Here’s an example, from the meta-analysis of selection gradients on floral traits in Caruso et al. 2019. The “observed outcomes” are the effect sizes; they’re regression slopes in this example.*
The vertical line is the grand mean effect size. The white funnel is +/- 1.96 SE around the mean; it’s a pseudo 95% confidence interval. Zero standard error is at the top of the y-axis; the y-axis runs from top to bottom. Notice that, the further down the y-axis you g, the more spread out the effect sizes are along the x-axis. That’s as you’d expect. If you conduct a bunch of imprecise studies, their results should differ a lot from one another. That’s what “imprecise” means!
Of course, not all funnel plots look like that. In particular, if there’s some bias against publishing certain studies, depending on the effect sizes they report, you might expect a funnel plot that looks like the one below. This is from one of the meta-analyses in Magris and Ban 2019 GEB (who report multiple meta-analyses of different response variables):
A funnel plot with that sort of skewed shape is consistent with publication bias against studies reporting large positive effect sizes (whether because journals reject such studies, or researchers don’t submit them for publication in the first place). Although note that skewed funnel plots can occur for other reasons. For instance, there might be some “moderator” variable that varies among studies, and that affects both the mean effect size, and the precision of the effect size. (Hold onto that thought, I’ll come back to it…)
Ok, so now that you’re up to speed on funnel plots, tell me what the heck you make of the funnel plot below. Because I’m stumped!
Inverted funnel plots (?!)
This is the funnel plot for Ferreira et al. 2015 Biol Rev, a meta-analysis of the effects of nutrient enrichment on litter decomposition in streams:
The funnel is inverted. Effect sizes with high standard errors–i.e. the most imprecise effect sizes–are relatively close to the grand mean, and thus relatively close to one another along the x-axis. Whereas the precise effect sizes are scattered all over creation along the x-axis. What in the name of
God Hedge’s d could be going on here?
And don’t answer “Oh, it’s just a statistical fluke, you’re going to see some weird stuff eventually if you look at 460+ funnel plots.” Because, first of all, there are a lot of effect sizes in that plot. So I highly doubt that plot looks weird just because of a fluke of sampling error. And second of all, as you’ll see in a second, there are far too many meta-analyses with funnel plots that look like this for it to be a fluke.
And don’t answer “Oh, either you, or Ferreira et al,. must’ve messed up somehow”. Because, again, Ferreira et al. is far from the only ecological meta-analysis with an inverted funnel plot. Now, inverted funnels aren’t the majority. But in my compilation, they’re about as common as “normal” funnels, just going by my eyeball evaluations of all 460+ funnel plots.
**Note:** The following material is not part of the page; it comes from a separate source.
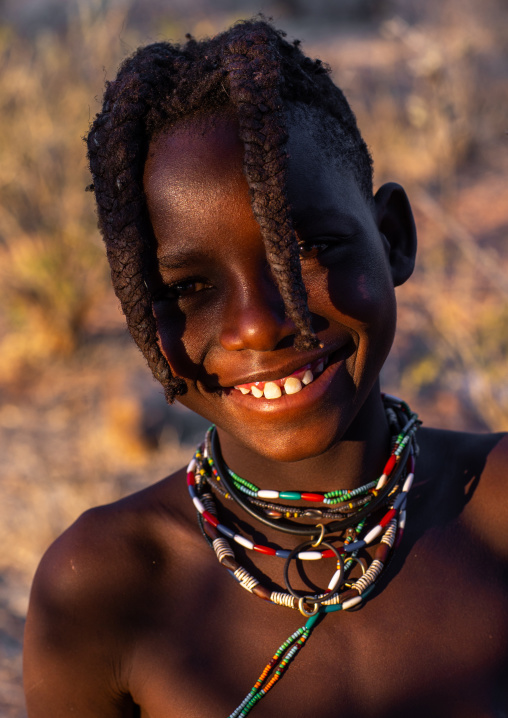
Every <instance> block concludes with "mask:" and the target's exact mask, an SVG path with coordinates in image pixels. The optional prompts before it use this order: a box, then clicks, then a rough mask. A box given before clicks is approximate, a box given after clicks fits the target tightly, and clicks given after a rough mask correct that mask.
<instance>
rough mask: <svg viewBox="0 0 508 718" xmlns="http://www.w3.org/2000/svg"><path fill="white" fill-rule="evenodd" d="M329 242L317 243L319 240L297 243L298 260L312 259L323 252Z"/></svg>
mask: <svg viewBox="0 0 508 718" xmlns="http://www.w3.org/2000/svg"><path fill="white" fill-rule="evenodd" d="M329 244H331V242H326V241H323V240H321V241H319V240H308V241H306V242H299V243H298V248H299V250H300V259H303V260H305V259H314V257H317V256H318V255H319V254H320V252H322V251H323V250H325V249H326V248H327V247H328V246H329Z"/></svg>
Here are a few more examples of inverted funnels (there are many more that I’m not showing you). Vidal and Murphy 2018 EcoLetts:
Now, obviously one thing I’m going to do is double check to make sure that I didn’t make some repeated mistake in data entry. But assuming that I didn’t totally screw up the data entry, do you have any idea what could be going on here?
My first thought was some sort of publication bias. Maybe there are some topics for which it’s hard to publish imprecise effect sizes, unless those imprecise effect sizes are close to zero? I feel slightly ashamed just typing that last sentence, because it is such a bizarre idea. It just seems totally implausible to me. It’s the Underpants Gnome theory of inverted funnel plots.
My second thought was that it’s something to do with heterogeneity. “Heterogeneity” in this context is a technical term; it refers to variation within and among studies in the true mean effect size. In ecological meta-analyses, heterogeneity is usually quite high–a much bigger source of variation than random sampling error (Senior et al. 2016). Different estimates of the “same” ecological effect don’t report different effect sizes just because of sampling error. Rather, the effect sizes will also differ because the effect sizes were estimated (say) on different species, at different locations, using different methods, etc. Heterogeneity is one of the main reasons why effect sizes in ecological meta-analyses often fall outside the pseudo-95% confidence interval cones in the plots above. Those cones are drawn on the assumption that there’s no heterogeneity. But just saying “there’s heterogeneity” doesn’t explain why so many funnel plots would have an inverted shape–wide at the top, narrow at the bottom. After all, imprecise studies presumably exhibit within- and among-study heterogeneity too! In order for heterogeneity to produce an inverted funnel plot, I think it would have to be the case that there’s lots of heterogeneity among precise effect sizes, but not much heterogeneity among imprecise effect sizes. (Right?) I can dream up not-totally-implausible scenarios in which that might be the case. You’d need some sort of moderator variable, probably methodological, that affects both among-study heterogeneity and precision in just the right way.** But to figure out if any of those hypothetical scenarios explained any of the inverted funnel plots I’ve found, I’d have to do a deep dive into each meta-analysis with an inverted funnel plot. And probably into the studies that meta-analysis compiled. Before I start doing those deep dives, I’d like to have some idea of what I might be looking for.
My third thought was that it might have something to do with the fact that, for some measures of effect size, there’s a mathematical relationship between the mean and the standard error. But I don’t think that explains the inverted funnels, because it’s not the case that all and only those meta-analyses that use (say) log response ratio as the effect size exhibit inverted funnel plots.
So, got any ideas? Now’s your chance to look smart by pointing out that I’ve overlooked some obvious explanation! In all honesty, I will be super-happy if you do that, because I will have learned something. 🙂
*Throughout this post, I’m the one who made the funnel plots you’re seeing. For each meta-analysis, I first fit a hierarchical random effects model estimating variation in effect size among primary research papers, and among effect sizes reported in the same primary research papers (and sampling error, obviously). I did this using the metafor package in R. Then I used the funnel() command in metafor to produce a funnel plot, using the default settings.
**For instance, say there are lots of experimental studies of some effect. They’re all precise, because they all have large sample sizes, are conducted under controlled conditions facilitating precise measurements with sensitive equipment, etc. But they’re conducted by different research groups on different species under different (controlled) conditions from one experiment to the next, so there’s lots of heterogeneity. There are also some observational studies of the same effect. They’re all imprecise, because they have small sample sizes. But they’re not all that heterogeneous, because they’re all conducted by the same research group on the same species in nearby locations. I’m making that story up off the top of my head, I have no idea if that’s actually what’s going on in any real meta-analysis. But it’s the kind of thing that would have to be going on. I think? You tell me!